Context
I’m pretty sure that you already had renamed or removed a model in dbt and after few weeks/months you noticed that you have the old model and the new one that co-exist in your data warehouse.
This is particularly annoying because it can be misleading especially when you aren’t the owner of the table and you don’t know which one is deprecated.
Unfortunately, dbt doesn’t offer the possibility to remove with just a command the deprecated models. But the good news is that with macros you can find a way to do it.

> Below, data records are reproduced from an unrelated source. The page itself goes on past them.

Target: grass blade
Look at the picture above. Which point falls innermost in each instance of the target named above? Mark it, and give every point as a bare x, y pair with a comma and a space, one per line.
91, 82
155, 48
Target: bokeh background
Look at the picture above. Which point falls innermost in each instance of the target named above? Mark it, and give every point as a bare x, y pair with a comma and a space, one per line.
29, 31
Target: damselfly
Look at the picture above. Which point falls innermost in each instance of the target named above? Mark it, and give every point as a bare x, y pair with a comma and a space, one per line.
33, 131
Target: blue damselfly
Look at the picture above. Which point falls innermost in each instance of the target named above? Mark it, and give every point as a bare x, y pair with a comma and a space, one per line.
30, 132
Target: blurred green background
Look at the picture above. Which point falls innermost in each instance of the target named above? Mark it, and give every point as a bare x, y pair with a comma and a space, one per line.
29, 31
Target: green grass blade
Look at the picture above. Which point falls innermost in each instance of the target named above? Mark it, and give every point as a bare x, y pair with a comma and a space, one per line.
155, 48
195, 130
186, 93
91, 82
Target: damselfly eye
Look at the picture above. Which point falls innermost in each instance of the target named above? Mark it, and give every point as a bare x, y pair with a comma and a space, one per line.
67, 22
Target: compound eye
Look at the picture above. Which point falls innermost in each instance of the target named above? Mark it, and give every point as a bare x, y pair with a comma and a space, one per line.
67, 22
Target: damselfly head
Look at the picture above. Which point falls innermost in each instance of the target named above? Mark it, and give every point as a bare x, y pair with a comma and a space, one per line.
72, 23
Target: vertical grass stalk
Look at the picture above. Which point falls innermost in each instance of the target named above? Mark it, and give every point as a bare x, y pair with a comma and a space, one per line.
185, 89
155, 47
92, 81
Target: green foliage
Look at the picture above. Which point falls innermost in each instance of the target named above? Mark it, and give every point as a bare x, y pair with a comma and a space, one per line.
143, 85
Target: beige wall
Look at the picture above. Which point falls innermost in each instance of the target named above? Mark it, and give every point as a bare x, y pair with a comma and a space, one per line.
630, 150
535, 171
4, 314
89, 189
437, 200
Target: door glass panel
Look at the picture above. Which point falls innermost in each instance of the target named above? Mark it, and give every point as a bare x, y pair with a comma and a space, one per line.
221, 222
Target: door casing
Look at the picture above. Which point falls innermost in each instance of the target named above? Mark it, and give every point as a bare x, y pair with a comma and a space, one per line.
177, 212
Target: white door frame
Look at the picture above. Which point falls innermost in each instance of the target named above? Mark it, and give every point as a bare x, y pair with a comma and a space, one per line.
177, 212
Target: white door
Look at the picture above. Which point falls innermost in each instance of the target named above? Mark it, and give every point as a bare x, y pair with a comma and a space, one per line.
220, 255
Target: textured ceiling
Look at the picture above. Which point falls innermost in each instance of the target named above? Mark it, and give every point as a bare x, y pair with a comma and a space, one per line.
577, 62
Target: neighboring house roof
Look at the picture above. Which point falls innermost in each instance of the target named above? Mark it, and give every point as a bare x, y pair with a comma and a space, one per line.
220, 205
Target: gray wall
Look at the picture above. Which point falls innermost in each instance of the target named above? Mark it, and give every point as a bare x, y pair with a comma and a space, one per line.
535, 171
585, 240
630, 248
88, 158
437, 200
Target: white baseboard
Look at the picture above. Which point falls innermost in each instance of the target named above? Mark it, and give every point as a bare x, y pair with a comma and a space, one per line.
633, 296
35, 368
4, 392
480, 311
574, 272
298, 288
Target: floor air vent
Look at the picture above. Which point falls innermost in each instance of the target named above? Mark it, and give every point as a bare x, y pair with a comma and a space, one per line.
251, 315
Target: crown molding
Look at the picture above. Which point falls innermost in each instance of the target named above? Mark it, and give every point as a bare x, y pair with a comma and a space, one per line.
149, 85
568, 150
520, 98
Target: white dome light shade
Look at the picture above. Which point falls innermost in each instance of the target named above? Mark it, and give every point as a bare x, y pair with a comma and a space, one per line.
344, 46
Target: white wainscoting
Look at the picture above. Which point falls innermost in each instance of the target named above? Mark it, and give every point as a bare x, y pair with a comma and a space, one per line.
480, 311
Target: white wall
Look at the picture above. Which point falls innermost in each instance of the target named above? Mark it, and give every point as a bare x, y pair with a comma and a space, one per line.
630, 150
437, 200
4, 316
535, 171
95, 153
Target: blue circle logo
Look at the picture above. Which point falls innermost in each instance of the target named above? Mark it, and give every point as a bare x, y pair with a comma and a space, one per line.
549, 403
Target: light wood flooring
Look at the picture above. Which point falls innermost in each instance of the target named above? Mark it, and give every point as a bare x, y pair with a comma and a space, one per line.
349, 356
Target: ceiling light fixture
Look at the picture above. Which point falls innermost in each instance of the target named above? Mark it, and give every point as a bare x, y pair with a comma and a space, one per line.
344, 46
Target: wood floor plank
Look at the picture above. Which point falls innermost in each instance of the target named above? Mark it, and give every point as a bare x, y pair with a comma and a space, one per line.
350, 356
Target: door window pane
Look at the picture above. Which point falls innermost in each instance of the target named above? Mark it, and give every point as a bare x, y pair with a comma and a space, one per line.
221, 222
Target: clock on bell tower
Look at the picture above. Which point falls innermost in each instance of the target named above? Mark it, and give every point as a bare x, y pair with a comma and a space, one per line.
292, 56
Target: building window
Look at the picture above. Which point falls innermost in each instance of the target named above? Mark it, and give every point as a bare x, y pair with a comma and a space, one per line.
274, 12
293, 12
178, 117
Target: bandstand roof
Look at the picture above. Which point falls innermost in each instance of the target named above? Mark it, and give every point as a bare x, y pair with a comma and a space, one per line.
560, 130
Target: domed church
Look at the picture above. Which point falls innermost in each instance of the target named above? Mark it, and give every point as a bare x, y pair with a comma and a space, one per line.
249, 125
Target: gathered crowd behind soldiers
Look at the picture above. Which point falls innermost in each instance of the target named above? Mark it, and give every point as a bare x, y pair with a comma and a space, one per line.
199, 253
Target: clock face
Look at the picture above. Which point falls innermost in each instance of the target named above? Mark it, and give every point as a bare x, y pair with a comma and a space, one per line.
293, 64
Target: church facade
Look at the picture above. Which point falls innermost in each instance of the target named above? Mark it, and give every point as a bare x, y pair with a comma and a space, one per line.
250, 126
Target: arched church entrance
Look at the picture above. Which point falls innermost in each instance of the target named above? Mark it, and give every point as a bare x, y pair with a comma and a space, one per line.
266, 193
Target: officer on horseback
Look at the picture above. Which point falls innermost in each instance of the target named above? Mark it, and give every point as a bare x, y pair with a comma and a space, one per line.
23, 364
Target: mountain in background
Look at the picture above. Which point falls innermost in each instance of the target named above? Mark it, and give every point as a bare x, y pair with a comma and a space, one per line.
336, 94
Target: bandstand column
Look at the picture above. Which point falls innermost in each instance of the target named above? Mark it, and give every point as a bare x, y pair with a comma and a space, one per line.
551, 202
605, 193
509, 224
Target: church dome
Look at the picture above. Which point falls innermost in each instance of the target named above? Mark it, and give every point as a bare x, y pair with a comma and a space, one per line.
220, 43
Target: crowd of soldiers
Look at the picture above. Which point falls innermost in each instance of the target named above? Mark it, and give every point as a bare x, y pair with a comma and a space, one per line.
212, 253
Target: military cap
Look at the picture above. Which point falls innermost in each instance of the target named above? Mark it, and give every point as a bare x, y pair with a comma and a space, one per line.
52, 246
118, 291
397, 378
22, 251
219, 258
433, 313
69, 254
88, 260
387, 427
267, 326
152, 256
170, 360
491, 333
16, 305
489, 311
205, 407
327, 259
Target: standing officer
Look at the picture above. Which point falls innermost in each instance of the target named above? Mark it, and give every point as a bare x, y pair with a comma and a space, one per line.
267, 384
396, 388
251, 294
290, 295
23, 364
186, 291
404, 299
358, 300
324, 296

Two macros (or one if you want)
I created two macros to do it:
list_deleted_models.sql
{% macro list_deleted_models() -%}
-- First step, listing all the current_models
{%- if execute -%}
{%- set current_models = [] -%}
{%- for node in graph.nodes.values() -%}
{%- do current_models.append(node.name) -%}
{%- endfor -%}
{%- endif -%}
-- Extract the table_catalog, schema, table_name and command 'BASE + the name of the table'
select
table_catalog,
table_schema,
table_name,
concat(
replace(table_type, 'BASE ', ''),
concat(
' `{{target.database}}.{{target.schema}}', '.', concat(table_name, '`')
)
) as command
from `region-eu.information_schema.tables` -- Since I have my datasets set on the EU region this is why I use this to list all existing tables
where
-- I filter all tables that doesn't exist in my current_models variable
upper(table_name) not in (
{%- for model in current_models -%}
'{{ model.upper() }}' {%- if not loop.last -%}, {% endif -%}
{%- endfor -%}
)
-- I filter by using regex in order to only check models in staging/hub/mart/expo/snapshot/seeds layers to avoid removing raw data
and regexp_contains(
lower(table_name), r'^(stg|prep|fact|fct|dim|mart|expo|snapshot|seed)_'
)
and regexp_contains(
lower(table_schema), r'_(staging|seeds|mart|hub|expo|snapshots)$'
)
{%- endmacro %}
delete_old_models.sql
{% macro delete_old_models() -%}
{% set query = list_deleted_models() %}
{% set results = run_query(query) %}
{% set drop_commands = [] %}
{# Process the query results #}
{% if results and results.columns %}
{% for row in results.rows %}
{% set catalog = row['table_catalog'] %}
{% set dataset = row['table_schema'] %}
{% set table = row['table_name'] %}
{# Construct the DROP TABLE command #}
{% set drop_command = "DROP TABLE {}.{}.{}".format(catalog, dataset, table) %}
{% do drop_commands.append(drop_command) %}
{% endfor %}
{% endif %}
{# Execute each DROP TABLE command #}
{% for command in drop_commands %}
{% do run_query(command) %}
{% endfor %}
{% endmacro %}
I split it in two macros to avoid having 1 big macro to maintain but it’s totally relevant to have only one macro to call.
on-run-end
config
Then I use the on-run-end
project config in dbt_project.yml
in order to execute the delete_old_models
macro at each run.
on-run-end:
- "{{ delete_old_models() }}"
Based on that everyday the removed models are deleted in BigQuery.
Conclusion
Here a quick method to delete deprecated models for BigQuery but I’m pretty convinced that it could be done elsewhere.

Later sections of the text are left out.